Figure 4 shows the change in the proportion of integration cost in the OLCOE in relation to the penetration levels. The figure shows that the proportion of integration cost is increasing almost linearly. The integration cost of low wind speed accounts for 14–31% of the OLCOE, the highest among the three scenarios, while that of offshore wind power is the lowest. As shown in Figure 2, this is mainly due to the fact that low wind speed needs more backup capacity to ensure the reliability of power supply.

4.4. Changes of Profile Cost and Their Effects on Conventional Units

Given a constant total load, wind power integration will replace part of the conventional capacity and reduce the power generated by conventional units. However, the relationship between the capacity reliability of wind power and the penetration levels is not linear. Therefore, the FLH of conventional units do not change linearly with penetration. Figure 5 shows the effects of wind power on conventional units under three different scenarios.

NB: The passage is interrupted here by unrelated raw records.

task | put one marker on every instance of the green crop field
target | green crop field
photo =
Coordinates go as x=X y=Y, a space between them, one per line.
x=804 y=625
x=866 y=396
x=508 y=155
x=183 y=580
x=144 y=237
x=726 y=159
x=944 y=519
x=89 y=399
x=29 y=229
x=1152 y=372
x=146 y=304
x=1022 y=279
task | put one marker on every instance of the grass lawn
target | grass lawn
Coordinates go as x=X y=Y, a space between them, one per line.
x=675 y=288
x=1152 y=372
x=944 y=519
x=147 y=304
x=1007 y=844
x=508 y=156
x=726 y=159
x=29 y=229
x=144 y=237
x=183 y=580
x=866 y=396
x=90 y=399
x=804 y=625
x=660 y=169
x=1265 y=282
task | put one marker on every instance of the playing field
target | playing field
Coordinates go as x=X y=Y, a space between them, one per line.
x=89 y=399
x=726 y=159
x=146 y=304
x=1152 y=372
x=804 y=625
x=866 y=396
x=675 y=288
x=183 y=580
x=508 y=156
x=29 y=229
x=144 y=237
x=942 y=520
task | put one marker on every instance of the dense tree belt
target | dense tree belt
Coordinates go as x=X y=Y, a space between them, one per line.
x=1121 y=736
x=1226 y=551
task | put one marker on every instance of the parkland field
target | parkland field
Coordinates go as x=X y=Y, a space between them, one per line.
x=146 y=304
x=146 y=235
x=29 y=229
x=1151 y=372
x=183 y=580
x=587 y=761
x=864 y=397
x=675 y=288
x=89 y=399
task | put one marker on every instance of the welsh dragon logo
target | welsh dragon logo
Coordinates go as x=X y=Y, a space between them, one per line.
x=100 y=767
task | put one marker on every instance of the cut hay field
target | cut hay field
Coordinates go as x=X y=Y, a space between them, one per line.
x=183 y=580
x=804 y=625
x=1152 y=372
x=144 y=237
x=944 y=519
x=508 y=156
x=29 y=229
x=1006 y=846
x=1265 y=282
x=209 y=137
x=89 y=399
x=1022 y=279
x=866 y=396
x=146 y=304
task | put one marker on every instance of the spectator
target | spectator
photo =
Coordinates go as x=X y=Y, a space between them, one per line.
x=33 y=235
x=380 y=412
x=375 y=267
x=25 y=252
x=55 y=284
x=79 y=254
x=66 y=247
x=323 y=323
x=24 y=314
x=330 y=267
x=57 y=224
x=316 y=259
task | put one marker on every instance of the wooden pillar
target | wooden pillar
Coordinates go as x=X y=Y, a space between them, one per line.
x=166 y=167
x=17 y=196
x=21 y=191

As for the influence of wind power on thermal power FLH, the following findings are made:(1)With the increase in penetration, the FLH of conventional power is gradually reduced under the scenarios of offshore and centralized onshore wind power.(2)With a high proportion of wind power, the FLH of thermal power will drop even faster. This is because wind power has lower capacity confidence at a high penetration, and more backup thermal power units are needed to absorb each kilowatt-hour of wind power. This part of reserve capacity is usually operated in a noneconomic state. In the offshore case, the decline rate of thermal FLH increases from 15 to 59 h per 1% penetration.(3)As the FLH of offshore wind power are higher than those of the other two, they have the greatest effect on conventional units in the system. Therefore, the thermal FLH will drop at the highest speed. Offshore wind power has an average decreasing rate of 46.6 h per 1% penetration, while that for centralized onshore wind power is 46.2 h per 1% penetration.(4)In the case of low wind speed, thermal FLH shows a slightly increasing trend when the penetration level is low (below 10%), indicating that low wind speed power at low penetration levels is beneficial to reducing thermal generation cost. This may be due to the fact that, at low penetration in low wind speed scenarios, the capacity confidence of wind power is relatively high, while FLH of low wind speed are relatively low. The task of thermal power units is more to bear the base load, rather than as a backup. Therefore, when the proportion of wind power increases, the capacity of thermal power units as reserves will be reduced more, so the FLH of thermal power will increase slightly. However, at a relatively high penetration, the base load is transferred from thermal power plants to wind power plants. Thermal power units are more used as backups, resulting in a decrease of FLH.

As for the profile costs under different wind power ratios and different development scenarios, the following findings are made:(1)It can be seen from equation (20) that the profile cost of wind power is positively correlated to the growth rate of the thermal generation cost. Due to the dropping FLH with an increasingly faster speed, the generation cost of thermal power gets higher and grows faster at high penetration. Therefore, the profile cost increases with the penetration level.(2)Similar to the FLH, the greater the effect on conventional units, the greater the profile cost of wind power. Therefore, the profile cost for offshore wind power is the highest among the three scenarios.(3)Although the profile cost for low wind speed is negative at low penetration levels, it has a high growth rate.

4.5. Sensitivity Analysis

According to the above analysis, OLCOE of wind power is jointly determined by many variables. A sensitivity analysis is conducted to clearly identify how dependent the OLCOE is on various variables. The parameters that have a great impact on the generation cost, transmission cost, and integration cost, that is, the FLH of wind power, transmission distance, and capacity confidence of wind power, are selected for sensitivity analysis under the scenario of 30% wind power ratio.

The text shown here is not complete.